Nana Leri, sudah menunggu di pelabuhan dengan Innovanya, lalu dengan dibantu Nana Ilik dan Kraeng Herman, barang-barang kami segera dipindahkan dari kapal ke mobil. Sayang saya lupa foto bersama Nana Ilik dan Kraeng Herman, karena kami terburu-buru mengejar skedul pesawat. 

Sesampainya di depan bandara, karena tidak sempat memilih oleh-oleh di salah satu toko di depan bandara, kami terpaksa langsung menuju ruang tunggu bandara. Sambil menunggu karena kami nyaris belum sempat mencoba kuliner spesifik Flores, mata kami tertumbuk pada Coffee Shop La Bajo, lalu memutuskan membeli Kue Pisang serta Roti Kompiang dan Kopi Flores. Roti Kompiang khas Flores yang permukaannya ditaburi wijen,  memilik tekstur kenyal mendekati alot, kami coba nikmati sambil sesekali menghirup kopi nan kental dan pekat.

Akhirnya kami terbang pada jam 16:00 menuju Denpasar dengan Wings Air ATR 72-600, dan perbangan selanjutnya ternyata harus mengalami delay. Tetapi delay kali ini kami sambut gembira, karena justru bisa digunakan untuk makan malam di Bebek Goreng Harissa, untuk dua porsi Bebek Cabe Hijau, satu porsi Bebek Cabe Merah dan satu porsi Soto Sulung serta minuman kami menghabiskan biaya sebesar Rp. 330.000.

Lalu terbang kembali menuju Jakarta dengan Lion Air Boeing 737-900 ER , semakin jauh meninggalkan Si Cantik NTT namun tetap terekam dalam hati selamanya. Belakangan Si Bungsu menulis bagaimana keindahan NTT membuatnya sempat tidak ingin pulang, bahkan seandainya jika connecting flight kami terlambat dan harus menghabiskan satu hari tambahan, tanpa ragu dia lebih memilih di NTT ketimbang di Bali.









Berapa biaya perjalanan kali ini ? untuk tiket kami menghabiskan total Rp. 24.250.000 alias sekitar Rp. 6.062.500 per orang, sedangkan biaya travel mencakup sewa kendaraan selama perjalanan, menginap di hotel Ende semalam (incl breakfast), hotel Labuan Bajo semalam (incl breakfast), dan 2 malam di kapal secara private, serta makan selama di kapal total Rp. 27.200.000, makan diluar yang disediakan  travel Rp. 1.618.900, taksi sekitar airport Kupang 400.000 dan airport Soekarno Hatta. Maka rata2 per orang biayanya adalah sekitar Rp. 13.600.000. Mahal ? ya tentu saja, biaya kami ke Kuala Lumpur dan Penang selama 4 hari 3 malam, bahkan hanya seperempat dari biaya ke NTT, namun harga mahal tersebut setimpal dengan keindahan NTT. Lagi pula mengeluarkan uang di negeri sendiri, tentu saja akan menghemat devisa. 

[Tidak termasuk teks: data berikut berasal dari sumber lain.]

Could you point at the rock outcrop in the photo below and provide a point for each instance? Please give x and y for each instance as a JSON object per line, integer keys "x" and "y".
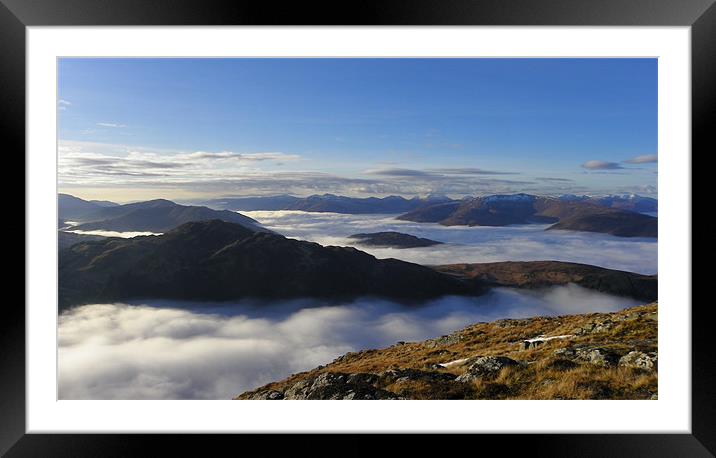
{"x": 488, "y": 361}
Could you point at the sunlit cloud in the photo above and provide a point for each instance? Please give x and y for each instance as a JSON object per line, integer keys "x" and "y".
{"x": 165, "y": 350}
{"x": 644, "y": 159}
{"x": 601, "y": 165}
{"x": 468, "y": 244}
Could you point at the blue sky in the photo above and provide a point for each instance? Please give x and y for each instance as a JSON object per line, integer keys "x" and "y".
{"x": 192, "y": 128}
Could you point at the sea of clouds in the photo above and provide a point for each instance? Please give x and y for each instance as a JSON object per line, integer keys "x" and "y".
{"x": 165, "y": 350}
{"x": 468, "y": 244}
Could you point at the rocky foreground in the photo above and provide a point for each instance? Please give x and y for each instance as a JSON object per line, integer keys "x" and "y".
{"x": 591, "y": 356}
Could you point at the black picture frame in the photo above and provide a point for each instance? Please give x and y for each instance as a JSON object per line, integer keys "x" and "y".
{"x": 16, "y": 15}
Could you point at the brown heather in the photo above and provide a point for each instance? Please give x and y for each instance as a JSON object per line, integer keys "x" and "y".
{"x": 546, "y": 373}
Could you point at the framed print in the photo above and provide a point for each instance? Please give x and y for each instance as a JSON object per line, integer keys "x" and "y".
{"x": 409, "y": 219}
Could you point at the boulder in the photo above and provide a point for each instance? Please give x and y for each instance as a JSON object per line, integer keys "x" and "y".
{"x": 638, "y": 360}
{"x": 486, "y": 367}
{"x": 330, "y": 385}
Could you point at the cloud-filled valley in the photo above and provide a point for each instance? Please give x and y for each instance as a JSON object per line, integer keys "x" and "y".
{"x": 164, "y": 350}
{"x": 468, "y": 244}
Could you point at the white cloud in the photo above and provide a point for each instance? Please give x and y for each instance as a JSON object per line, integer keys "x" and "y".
{"x": 124, "y": 235}
{"x": 468, "y": 244}
{"x": 644, "y": 159}
{"x": 205, "y": 351}
{"x": 601, "y": 165}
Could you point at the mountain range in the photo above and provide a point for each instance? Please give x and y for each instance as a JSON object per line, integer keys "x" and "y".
{"x": 397, "y": 204}
{"x": 217, "y": 261}
{"x": 159, "y": 215}
{"x": 327, "y": 203}
{"x": 73, "y": 208}
{"x": 543, "y": 274}
{"x": 392, "y": 239}
{"x": 502, "y": 210}
{"x": 631, "y": 202}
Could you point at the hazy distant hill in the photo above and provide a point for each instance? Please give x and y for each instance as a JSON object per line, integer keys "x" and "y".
{"x": 393, "y": 239}
{"x": 631, "y": 202}
{"x": 67, "y": 239}
{"x": 327, "y": 203}
{"x": 541, "y": 274}
{"x": 502, "y": 210}
{"x": 73, "y": 208}
{"x": 157, "y": 215}
{"x": 216, "y": 260}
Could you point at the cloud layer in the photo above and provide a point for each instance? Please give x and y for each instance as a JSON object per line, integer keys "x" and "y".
{"x": 199, "y": 351}
{"x": 644, "y": 159}
{"x": 468, "y": 244}
{"x": 86, "y": 165}
{"x": 601, "y": 165}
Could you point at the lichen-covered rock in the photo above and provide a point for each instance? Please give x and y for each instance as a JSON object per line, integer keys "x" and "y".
{"x": 638, "y": 360}
{"x": 409, "y": 375}
{"x": 485, "y": 367}
{"x": 593, "y": 355}
{"x": 330, "y": 385}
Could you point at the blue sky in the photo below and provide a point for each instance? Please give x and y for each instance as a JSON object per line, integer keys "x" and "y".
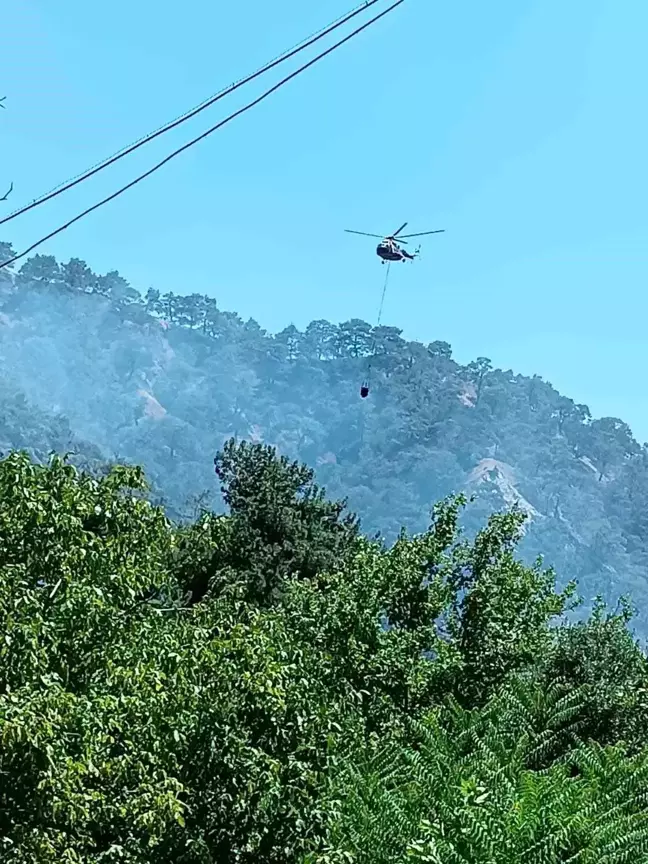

Melalui blog ini saya mengucapkan banyak terimakasih pada Bli Wayan, Mas Kris, Nana Stan, Nana Leri, Kapten Amal, Kraeng Herman, Nana Ilik, Oom Marianus, Oom Sius juga tak lupa Oom Hengky atas liburan yang sangat berkesan ini, juga terima kasih kami pada semua ranger di Pulau Rinca ataupun Pulau Komodo, dan juga guide di Batu Cermin, yang bekerja dengan ramah dan profesional.  Semoga pariwisata NTT semakin berkibar, semakin profesional, namun dengan tetap menjaga alam agar tetap bersih, indah serta lestari.